Filho de um profissional de Educação Física, João cresceu dentro do universo esportivo e hoje transmite isso aos filhos. “Meu pai é professor de Educação Física, então a atividade física sempre fez parte da minha educação. Hoje, eu vivo isso e levo para dentro da minha casa, com meus filhos”, afirma.

Além da vivência familiar, o servidor já acumula conquistas expressivas: completou o Ironman Brasil, o Ironman 70.3, quatro maratonas, uma ultramaratona de 75 km e duas provas de 100 km.

Treinos no Parque dos Poderes

Grande parte da preparação ocorre no Parque dos Poderes, em Campo Grande, espaço que se tornou referência para treinos de alta intensidade. O local oferece vias estruturadas, pistas adequadas e academias ao ar livre que servem tanto a iniciantes quanto a atletas avançados.

O secretário de Estado de Turismo, Esporte e Cultura, Marcelo Miranda, reforça a importância do ambiente. “Quando vou fazer atividade física no Parque dos Poderes, muitas vezes encontro o João treinando. Isso mostra como o espaço é vivo e cumpre sua função de estimular hábitos saudáveis e também preparar atletas para grandes desafios”, afirma.

Ele destaca ainda que o parque passou por revitalização, ampliando a qualidade das estruturas esportivas. “Hoje, o Parque dos Poderes oferece uma estrutura completa, com asfalto de qualidade, pistas bem conservadas, academias ao ar livre e um ambiente que favorece tanto quem está começando quanto atletas de alto rendimento”.

Representando MS no circuito extremo

João também se dedica a levar a identidade sul-mato-grossense para onde compete. No Patagonman, ele já era o único representante do Estado — cenário que se repete na Fodaxman. Para marcar presença, chegou a personalizar o capacete com as cores de Mato Grosso do Sul. “Quero mostrar que aqui no estado também existe triathlon de alto nível, gente disciplinada, gente que treina e vive o esporte”, afirma.

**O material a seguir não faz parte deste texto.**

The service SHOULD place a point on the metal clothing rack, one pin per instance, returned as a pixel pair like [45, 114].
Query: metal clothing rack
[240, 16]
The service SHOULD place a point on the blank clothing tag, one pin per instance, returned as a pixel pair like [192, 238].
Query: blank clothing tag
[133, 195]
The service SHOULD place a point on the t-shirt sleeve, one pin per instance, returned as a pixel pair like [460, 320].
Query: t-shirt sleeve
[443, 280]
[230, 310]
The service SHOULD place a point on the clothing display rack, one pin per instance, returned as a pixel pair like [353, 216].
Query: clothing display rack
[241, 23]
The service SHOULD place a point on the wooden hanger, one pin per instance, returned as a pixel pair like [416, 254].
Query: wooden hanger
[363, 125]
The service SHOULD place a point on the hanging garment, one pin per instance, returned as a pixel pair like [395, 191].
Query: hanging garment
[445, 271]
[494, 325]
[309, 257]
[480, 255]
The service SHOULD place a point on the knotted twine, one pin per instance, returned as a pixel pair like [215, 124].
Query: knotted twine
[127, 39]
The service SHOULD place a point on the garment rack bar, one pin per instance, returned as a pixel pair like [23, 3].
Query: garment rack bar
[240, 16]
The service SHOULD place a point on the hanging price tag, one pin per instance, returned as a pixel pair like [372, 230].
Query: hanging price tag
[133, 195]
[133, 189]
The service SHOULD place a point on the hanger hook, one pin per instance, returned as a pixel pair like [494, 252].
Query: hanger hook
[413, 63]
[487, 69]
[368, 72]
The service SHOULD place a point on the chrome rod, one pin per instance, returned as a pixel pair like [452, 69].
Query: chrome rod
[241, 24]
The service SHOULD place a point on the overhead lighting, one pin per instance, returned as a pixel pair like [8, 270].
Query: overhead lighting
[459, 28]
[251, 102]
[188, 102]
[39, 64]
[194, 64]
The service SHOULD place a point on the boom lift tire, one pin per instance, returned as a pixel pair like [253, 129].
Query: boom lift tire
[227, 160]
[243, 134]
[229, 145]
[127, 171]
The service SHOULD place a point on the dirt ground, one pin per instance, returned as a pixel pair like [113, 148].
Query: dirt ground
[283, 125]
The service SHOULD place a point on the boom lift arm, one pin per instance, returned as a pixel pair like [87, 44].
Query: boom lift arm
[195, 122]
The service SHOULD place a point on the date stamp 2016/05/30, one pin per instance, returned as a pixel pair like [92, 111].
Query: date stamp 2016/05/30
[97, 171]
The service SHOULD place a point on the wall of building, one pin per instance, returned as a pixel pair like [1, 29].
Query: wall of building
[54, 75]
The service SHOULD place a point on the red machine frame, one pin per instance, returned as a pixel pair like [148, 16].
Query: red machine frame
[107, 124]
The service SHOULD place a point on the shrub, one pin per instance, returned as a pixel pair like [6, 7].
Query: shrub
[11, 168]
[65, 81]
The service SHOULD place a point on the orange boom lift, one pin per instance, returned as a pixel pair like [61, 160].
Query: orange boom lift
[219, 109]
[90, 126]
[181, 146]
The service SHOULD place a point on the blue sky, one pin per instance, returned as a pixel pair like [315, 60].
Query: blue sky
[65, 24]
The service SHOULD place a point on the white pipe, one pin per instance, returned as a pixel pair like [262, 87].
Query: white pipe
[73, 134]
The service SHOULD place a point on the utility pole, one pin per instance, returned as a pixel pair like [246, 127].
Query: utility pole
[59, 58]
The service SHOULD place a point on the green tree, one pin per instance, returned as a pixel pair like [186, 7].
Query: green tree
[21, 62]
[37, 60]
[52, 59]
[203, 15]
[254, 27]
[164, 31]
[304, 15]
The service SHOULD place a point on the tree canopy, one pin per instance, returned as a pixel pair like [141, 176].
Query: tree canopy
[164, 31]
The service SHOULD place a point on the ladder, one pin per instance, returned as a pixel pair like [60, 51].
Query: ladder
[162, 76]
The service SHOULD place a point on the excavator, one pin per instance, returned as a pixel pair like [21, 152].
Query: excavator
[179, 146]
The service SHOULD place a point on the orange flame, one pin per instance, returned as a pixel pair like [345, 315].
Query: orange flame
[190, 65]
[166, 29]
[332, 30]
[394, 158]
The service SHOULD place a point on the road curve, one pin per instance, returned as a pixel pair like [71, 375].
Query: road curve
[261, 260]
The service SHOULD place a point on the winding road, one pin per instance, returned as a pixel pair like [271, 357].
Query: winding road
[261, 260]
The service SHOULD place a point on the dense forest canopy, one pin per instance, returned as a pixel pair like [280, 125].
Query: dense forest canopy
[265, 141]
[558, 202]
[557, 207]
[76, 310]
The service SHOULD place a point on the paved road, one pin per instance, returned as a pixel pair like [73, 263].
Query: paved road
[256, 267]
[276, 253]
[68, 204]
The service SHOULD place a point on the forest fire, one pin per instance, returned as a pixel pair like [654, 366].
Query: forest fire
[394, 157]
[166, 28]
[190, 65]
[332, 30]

Ele contará com apoio do pai e do irmão, ambos com experiência esportiva e militar, para garantir logística, hidratação e alimentação ao longo do percurso. “A prova exige apoio. Não dá pra fazer sozinho. Ter minha família comigo faz toda a diferença”.

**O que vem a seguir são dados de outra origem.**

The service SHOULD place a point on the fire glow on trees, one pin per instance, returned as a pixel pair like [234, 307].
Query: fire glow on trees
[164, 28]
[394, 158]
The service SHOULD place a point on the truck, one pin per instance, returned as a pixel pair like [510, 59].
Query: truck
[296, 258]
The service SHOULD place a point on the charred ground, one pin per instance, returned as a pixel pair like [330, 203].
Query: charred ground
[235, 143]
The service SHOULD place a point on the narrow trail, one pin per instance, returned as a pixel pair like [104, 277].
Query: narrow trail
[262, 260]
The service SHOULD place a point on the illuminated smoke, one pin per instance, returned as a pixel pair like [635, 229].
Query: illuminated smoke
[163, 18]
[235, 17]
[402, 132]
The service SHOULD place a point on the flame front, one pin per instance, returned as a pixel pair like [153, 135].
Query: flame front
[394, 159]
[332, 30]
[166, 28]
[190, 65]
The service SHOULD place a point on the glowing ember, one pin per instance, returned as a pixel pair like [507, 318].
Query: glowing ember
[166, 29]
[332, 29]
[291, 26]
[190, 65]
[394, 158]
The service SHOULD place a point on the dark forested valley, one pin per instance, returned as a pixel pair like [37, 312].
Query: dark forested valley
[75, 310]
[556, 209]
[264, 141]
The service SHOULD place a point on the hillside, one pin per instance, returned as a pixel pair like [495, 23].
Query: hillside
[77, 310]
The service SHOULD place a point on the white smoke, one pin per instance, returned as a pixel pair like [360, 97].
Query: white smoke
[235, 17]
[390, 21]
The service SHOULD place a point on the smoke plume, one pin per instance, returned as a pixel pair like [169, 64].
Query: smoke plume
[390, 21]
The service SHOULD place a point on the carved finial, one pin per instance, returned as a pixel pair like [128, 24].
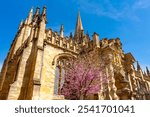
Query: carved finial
[43, 17]
[148, 72]
[71, 35]
[79, 28]
[62, 31]
[138, 66]
[30, 16]
[21, 23]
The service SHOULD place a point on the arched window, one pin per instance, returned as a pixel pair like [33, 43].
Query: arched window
[59, 74]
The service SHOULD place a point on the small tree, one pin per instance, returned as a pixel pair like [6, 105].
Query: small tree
[82, 78]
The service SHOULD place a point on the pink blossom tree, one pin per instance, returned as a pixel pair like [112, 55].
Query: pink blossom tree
[82, 78]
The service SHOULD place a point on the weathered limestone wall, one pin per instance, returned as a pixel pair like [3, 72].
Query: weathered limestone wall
[48, 72]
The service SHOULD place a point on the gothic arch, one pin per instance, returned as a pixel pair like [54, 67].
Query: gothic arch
[67, 55]
[60, 61]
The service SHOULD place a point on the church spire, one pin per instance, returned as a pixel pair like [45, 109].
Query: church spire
[29, 19]
[62, 31]
[148, 72]
[79, 27]
[138, 66]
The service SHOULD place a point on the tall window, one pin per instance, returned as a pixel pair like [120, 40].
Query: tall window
[59, 74]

Com temperaturas variando entre 5 °C e 35 °C, grande altimetria e longas horas de esforço, a Fodaxman é considerada uma das provas mais duras do país. Mas João encara o percurso como uma jornada de significado pessoal. “Você vai para sofrer, mas é um sofrimento bom. A paisagem, o ambiente, tudo isso dá força. O esporte, às vezes, parece só um detalhe. O que vale é a experiência”, diz.